Their singing, chanting and jumping create a sensory environment that is closer to a place of worship than a sporting spectacle. And when Messi scores the crucial second goal with a beautiful curling shot that scrapes in off the post, they go berserk with a manic bow of gratitude.

Here, at this match in this stadium, is the distillation of everything that is addictive about the World Cup. This experience, way beyond the 2-1 match result, will never be forgotten.

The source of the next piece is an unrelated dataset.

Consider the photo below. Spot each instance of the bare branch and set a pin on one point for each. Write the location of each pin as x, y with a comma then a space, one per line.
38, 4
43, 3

On the way back to the underground, however, there is a reminder of the underbelly of mass exuberance. The temporary wooden stairs, standing only scaffolding, begin to wobble and shake violently under the crush of fans trudging their way home. It would only take one plank to give way to spark a collapse of the whole construction and the prospect of tragic loss of life. This is no exaggeration. Holding the rail tightly, we look ahead anxiously, counting the stairs to the concrete concourse above.

Getty

Maracana during Argentina’s 2-1 win over Bosnia and Herzegovina. Photo: Getty

Up looms a tall rangy man wearing a Sydney FC jersey and his mate in an Australian jumper. “What an amazing experience!” I shout at him above the din of Argentine fans still chanting on the way back to the subway. “Have you ever heard that much noise in a stadium before?”

Calm as you like, he replied: “Mate, we watched the game in a bar 10 minutes from the Maracana … couldn’t get tickets. It sure looked noisy.”

Before I could laugh at his misfortune, he continued: “At least we saved ourselves a few thousand bucks. That’s what they were charging for tickets here before the match. What did you pay?”

There was no avoiding it. “We fluked some in the FIFA ballot. Face value.”

He shrugged his shoulders. “Well, we still got to experience the post-match crush – and it didn’t cost us anything.”